You Don’t Need An Investment Strategy in Retirement: You Need An Income StrategySubmitted by Reby Advisors | Certified Financial Planners | Danbury, CT on May 31st, 2019
By Devone, McLeod, CFP®, May 31, 2019
In my last article, I wrote about The Wealth Accumulation Phase of retirement planning. I discussed the importance of systematic saving and tax planning, and how developing the right temperament, remaining disciplined, and being persistent in your quest to build wealth throughout your working career is absolutely critical to ensure that you really do retire a millionaire.
In order explain the next phase of retirement, The Distribution Phase, we’ll bring our old friend James back into the picture to illustrate how Distribution Phase strategies work – how you can make your money last through retirement even as you use your savings to pay for your lifestyle.
Retirees Need Predictable Streams of Income
No matter which way you choose to look at it, retirement is always going to be about creating income to live your lifestyle. You need to replace the steady paycheck you received during your working career with income from your assets.
Let’s take a look at James’ situation:
Forty years after his first paycheck, James finally retires! If he withdraws all of the money from his retirement account on that first day of retirement, going back to that $1.597 million figure that we mentioned in my last article, James would owe approximately $743,000 in Federal and State taxes (New Jersey).

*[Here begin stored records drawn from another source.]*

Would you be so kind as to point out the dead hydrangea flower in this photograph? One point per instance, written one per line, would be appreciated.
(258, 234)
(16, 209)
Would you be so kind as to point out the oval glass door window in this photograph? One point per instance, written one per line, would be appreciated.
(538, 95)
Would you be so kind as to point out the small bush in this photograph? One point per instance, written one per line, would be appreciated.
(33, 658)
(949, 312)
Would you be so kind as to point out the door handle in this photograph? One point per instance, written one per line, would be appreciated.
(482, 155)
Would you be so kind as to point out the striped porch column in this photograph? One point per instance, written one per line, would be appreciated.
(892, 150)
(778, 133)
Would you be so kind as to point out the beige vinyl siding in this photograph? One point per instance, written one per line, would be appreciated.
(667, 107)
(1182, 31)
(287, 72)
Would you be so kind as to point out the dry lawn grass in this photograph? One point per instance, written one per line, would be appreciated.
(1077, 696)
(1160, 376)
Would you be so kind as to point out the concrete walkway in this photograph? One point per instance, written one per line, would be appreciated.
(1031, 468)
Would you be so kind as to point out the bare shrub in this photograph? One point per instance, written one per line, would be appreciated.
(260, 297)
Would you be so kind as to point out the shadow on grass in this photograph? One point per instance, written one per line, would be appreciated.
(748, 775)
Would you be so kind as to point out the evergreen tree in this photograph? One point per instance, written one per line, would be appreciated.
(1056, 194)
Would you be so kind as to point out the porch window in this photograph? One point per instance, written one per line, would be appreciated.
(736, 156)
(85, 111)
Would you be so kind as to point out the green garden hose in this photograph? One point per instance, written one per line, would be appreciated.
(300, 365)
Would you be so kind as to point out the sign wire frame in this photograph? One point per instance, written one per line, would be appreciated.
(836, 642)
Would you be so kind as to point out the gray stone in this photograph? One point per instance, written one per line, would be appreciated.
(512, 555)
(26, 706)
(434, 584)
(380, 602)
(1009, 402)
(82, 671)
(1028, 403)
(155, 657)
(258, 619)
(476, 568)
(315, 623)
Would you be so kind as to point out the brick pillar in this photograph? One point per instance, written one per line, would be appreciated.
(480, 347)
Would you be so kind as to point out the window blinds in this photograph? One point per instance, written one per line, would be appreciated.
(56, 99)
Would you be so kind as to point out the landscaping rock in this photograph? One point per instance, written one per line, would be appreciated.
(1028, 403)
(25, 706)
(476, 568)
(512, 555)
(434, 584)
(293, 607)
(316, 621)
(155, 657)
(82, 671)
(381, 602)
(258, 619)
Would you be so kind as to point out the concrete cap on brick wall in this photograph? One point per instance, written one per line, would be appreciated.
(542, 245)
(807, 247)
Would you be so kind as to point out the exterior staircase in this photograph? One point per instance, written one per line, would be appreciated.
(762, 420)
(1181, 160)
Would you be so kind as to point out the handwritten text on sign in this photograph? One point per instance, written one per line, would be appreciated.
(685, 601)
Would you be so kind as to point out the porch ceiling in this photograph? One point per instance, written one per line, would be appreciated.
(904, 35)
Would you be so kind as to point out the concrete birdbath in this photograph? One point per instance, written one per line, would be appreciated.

“Wow,” would be an understatement.
So, why does this happen?
Because James’s 401k or IRA assets have never been taxed, that money counts as ordinary taxable income. He saved it pre-tax, and it grew without tax consequences. However, when it’s time to finally use that money as income, the distributions get taxed the same way that his W2 wages get taxed.
So, by withdrawing all of those funds at once, he’s announcing to the government that he just earned nearly $1.6 million! This would fling him into the highest tax bracket in no time at all and cause him to lose almost 50% of his assets in his first year of retirement.
Of course, James shouldn’t do that!
He should only withdraw what he needs to live his lifestyle. Just as he never received a massive lump sum of money during his working career – he lived off predictable paychecks received at predictable intervals of time – in retirement he’ll be using his assets to create an income stream to support his lifestyle.
In order to remain financially independent through retirement, he needs that income to be just as predictable as it was when he worked for a living.
“You Can Be Young Without Money, But You Can’t Be Old Without It.”
This quote by Tennessee Williams hits the nail when it comes to the The Distribution Phase of your financial life. Because if you ever run out of money, you lose the ability to generate income and all you’re likely left with is Social Security or the prospect of returning to work.
How can James find the right balance between generating enough income to support his lifestyle and never running out?
Here are a few key principles:
4 Rules for the Distribution Phase
- Build an investment portfolio designed to continue to grow even as you take income from it. Otherwise, you’ll either slowly outlive your money or lose your ability to pay for your lifestyle due to rising prices and taxes.
- Know your “speed limit” and stick with it. Your speed limit is the amount of money you can withdraw from your portfolio each year without being at risk to run out. Being hyper-mindful of your spending is going to ensure that your funds last.
- Have a strategy to address sequence of returns risk, the danger that the market crashes within the first few years of your retirement. Hedge against the risk by having enough money in cash or low-risk investments so that you won’t have to sell your stocks at a loss just to live your lifestyle.
- Have discipline. Just as systematic savings is what helped James become a millionaire in the first place, his ability to stick with his investment strategy and spending budget is what will help him remain a millionaire through retirement.
If James can follow these rules, he will be in a much better position to generate the income required to enjoy his retirement. If not, all of his hard work and savings during The Accumulation Phase may be squandered.